石井晃のKGファイターズコラム「スタンドから」
(9)「コップの水」
28日の日体大との試合は雨中の戦い。降り続く雨と同様、内容も湿っぽかった。
前半、ファイターズはQB畑からWR梅本への36ヤードのパスで一気にゴール前14ヤード。ここでRB榎本が11ヤードを走り切ってTD。K大西のキックも決まって7点を先制したが、試合が動いたのはここまで。後は互いにパントを蹴りあう展開で前半終了。
後半に入ると、いきなりRB望月が26ヤードを独走、榎本のドロープレーも決まってゴール前16ヤード。さらに望月と榎本がたて続けにランプレーを決めてTD。その後は、フレッシュな顔ぶれが次々と登場したため、試合の展開より、彼らの動きを追うのに忙しくなった。
結局、終わってみれば37-0。圧勝だったが、当日観戦していた人で、それを素直に喜んだ人はどれほどいただろうか。それほど緊迫感の薄い試合だった。
あのような試合を観戦するたびに、僕はコップの水の例えを思い浮かべる。半分だけ水のたまったコップを見て「もう、半分しかない」と思うか、それとも「まだ半分もある」と思うか、という話である。
ものの見方、考え方は人さまざま。もう、半分しかないと見ても、まだ半分も残っていると見ても、それはどちらが正しいとは決めつけられない。どちらも正解という言い方もある。同じ人間が同じコップの水を見て、昨日は「もう半分しかない」といっていたのに、今日は「まだ半分もある」といったりもする。それもまた「あり」だと僕は思う。

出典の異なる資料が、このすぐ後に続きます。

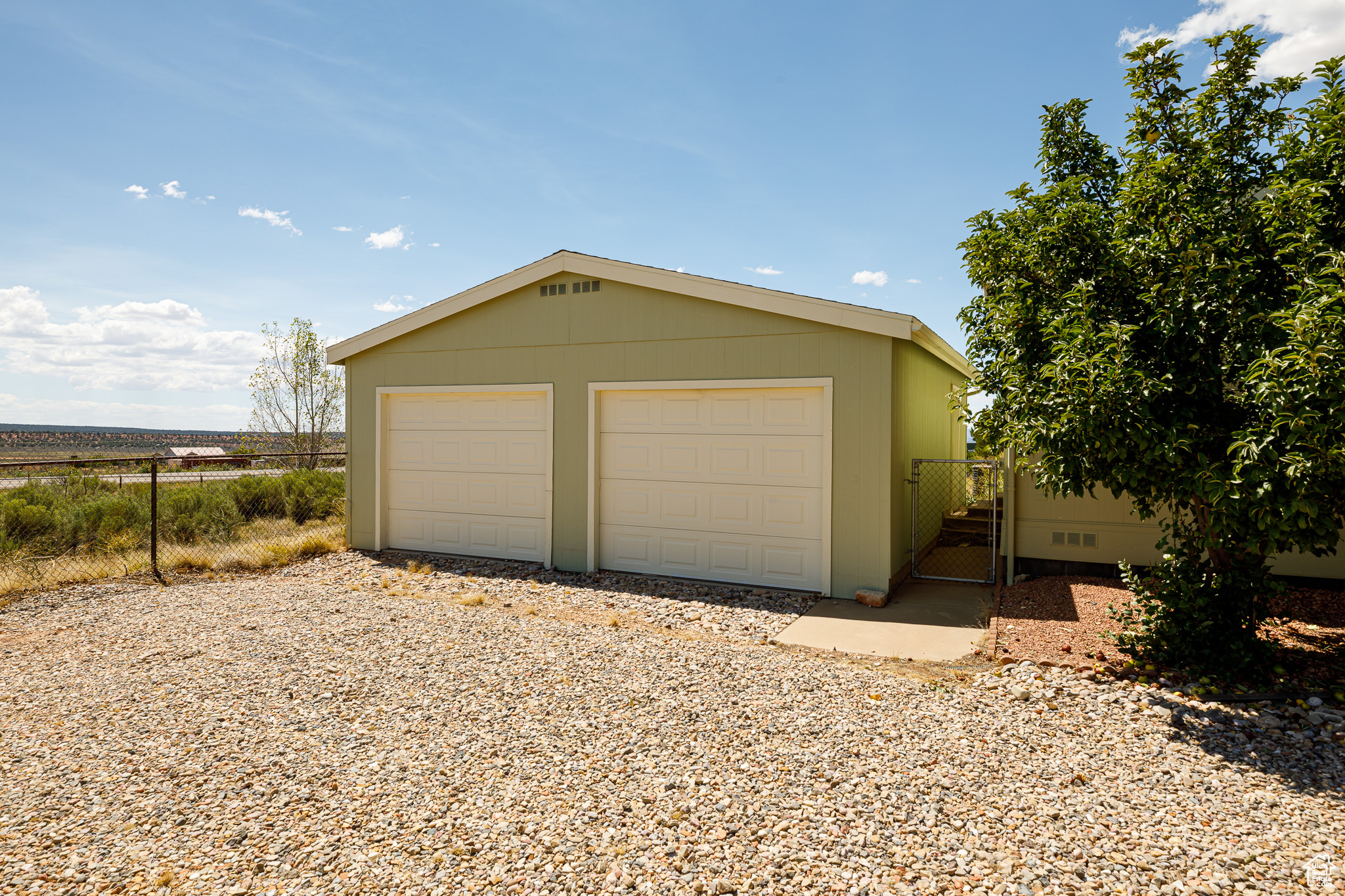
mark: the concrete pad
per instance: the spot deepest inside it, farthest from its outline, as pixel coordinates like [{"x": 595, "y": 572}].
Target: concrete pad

例えば、ファイターズの仕上がり状況である。理想形を100として、現状は30%だったとして考えてみればよい。「まだ、30%しか仕上がっていない」と見るか、それとも「もう30%も仕上がった」と見るか。人それぞれである。人生観や物事に対する感覚が異なるのだから、受け止め方も異なるのが自然である。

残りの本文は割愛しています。